Selon la Déclaration Universelle sur la Démocratie, la démocratie est universellement reconnue comme un idéal et un but ; elle est basée sur des valeurs communes partagées par les peuples du monde malgré leurs différences culturelles, politiques, sociales et économiques.

Cette définition claire entraîne pourtant des confusions, dans la pratique et dans les analyses, puisque ce concept désigne trois faits différents que mêlent les uns pour des raisons politiques et les autres par soucis de performance scientifique :

  1. la démocratie comme processus implique les mécanismes, les procédures et les formalités de l’organisation politique aux élections ;

2.la démocratie comme un état implique une société civile et sa gouvernance ; et

  1. la démocratie comme un résultat découle d’un état ou est un produit du processus démocratique en soi.

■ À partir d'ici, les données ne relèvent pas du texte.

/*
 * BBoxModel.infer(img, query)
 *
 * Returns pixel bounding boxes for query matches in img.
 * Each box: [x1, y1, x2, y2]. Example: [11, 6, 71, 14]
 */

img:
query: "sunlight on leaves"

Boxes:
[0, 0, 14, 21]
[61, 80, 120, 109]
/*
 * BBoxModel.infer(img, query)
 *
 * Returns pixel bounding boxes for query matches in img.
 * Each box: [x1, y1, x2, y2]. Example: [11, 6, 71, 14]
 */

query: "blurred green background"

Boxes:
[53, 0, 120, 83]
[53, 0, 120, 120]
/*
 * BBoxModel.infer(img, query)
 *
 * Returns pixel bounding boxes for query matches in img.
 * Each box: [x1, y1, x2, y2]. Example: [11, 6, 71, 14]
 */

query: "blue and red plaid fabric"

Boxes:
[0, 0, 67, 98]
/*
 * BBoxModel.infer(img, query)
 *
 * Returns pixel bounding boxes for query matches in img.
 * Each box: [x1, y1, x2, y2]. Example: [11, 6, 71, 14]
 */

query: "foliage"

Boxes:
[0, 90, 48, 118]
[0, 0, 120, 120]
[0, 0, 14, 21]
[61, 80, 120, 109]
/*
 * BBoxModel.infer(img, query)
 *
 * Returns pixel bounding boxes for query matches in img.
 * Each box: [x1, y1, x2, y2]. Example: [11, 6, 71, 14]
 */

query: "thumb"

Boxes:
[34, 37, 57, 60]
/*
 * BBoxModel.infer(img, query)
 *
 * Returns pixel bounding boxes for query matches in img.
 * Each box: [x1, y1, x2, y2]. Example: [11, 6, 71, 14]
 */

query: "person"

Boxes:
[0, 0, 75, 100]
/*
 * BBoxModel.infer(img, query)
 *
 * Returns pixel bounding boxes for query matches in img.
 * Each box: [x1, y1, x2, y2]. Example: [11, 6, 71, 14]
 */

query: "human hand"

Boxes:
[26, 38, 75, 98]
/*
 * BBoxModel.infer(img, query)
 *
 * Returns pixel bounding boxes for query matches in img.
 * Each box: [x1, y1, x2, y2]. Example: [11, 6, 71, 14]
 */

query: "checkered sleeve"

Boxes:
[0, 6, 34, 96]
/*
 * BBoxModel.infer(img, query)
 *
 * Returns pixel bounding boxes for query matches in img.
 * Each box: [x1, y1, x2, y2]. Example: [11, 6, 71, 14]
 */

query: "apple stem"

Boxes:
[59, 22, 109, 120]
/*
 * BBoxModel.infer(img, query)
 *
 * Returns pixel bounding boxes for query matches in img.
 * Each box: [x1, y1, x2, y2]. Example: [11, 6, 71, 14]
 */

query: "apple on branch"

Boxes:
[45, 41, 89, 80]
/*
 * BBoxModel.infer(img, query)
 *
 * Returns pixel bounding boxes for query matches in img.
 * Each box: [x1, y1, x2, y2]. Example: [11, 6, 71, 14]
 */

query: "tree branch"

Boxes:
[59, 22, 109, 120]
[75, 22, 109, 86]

Nous le savons tous, développer la démocratie dans le monde, est une injonction de la Communauté internationale et une exigence de la bonne gouvernance. Or chez nous en Guinée, les relations complexes entretenues entre opposition et pouvoir d’une part et d’autre part, entre les différentes communautés ethniques, nécessitent un compromis gagnant-gagnant sur le pouvoir. Or, depuis l’instauration de la démocratie en Guinée, de nombreux conflits civils à connotation politico-ethniques naissent dans le pays, mettant ainsi en panne le fonctionnement démocratique.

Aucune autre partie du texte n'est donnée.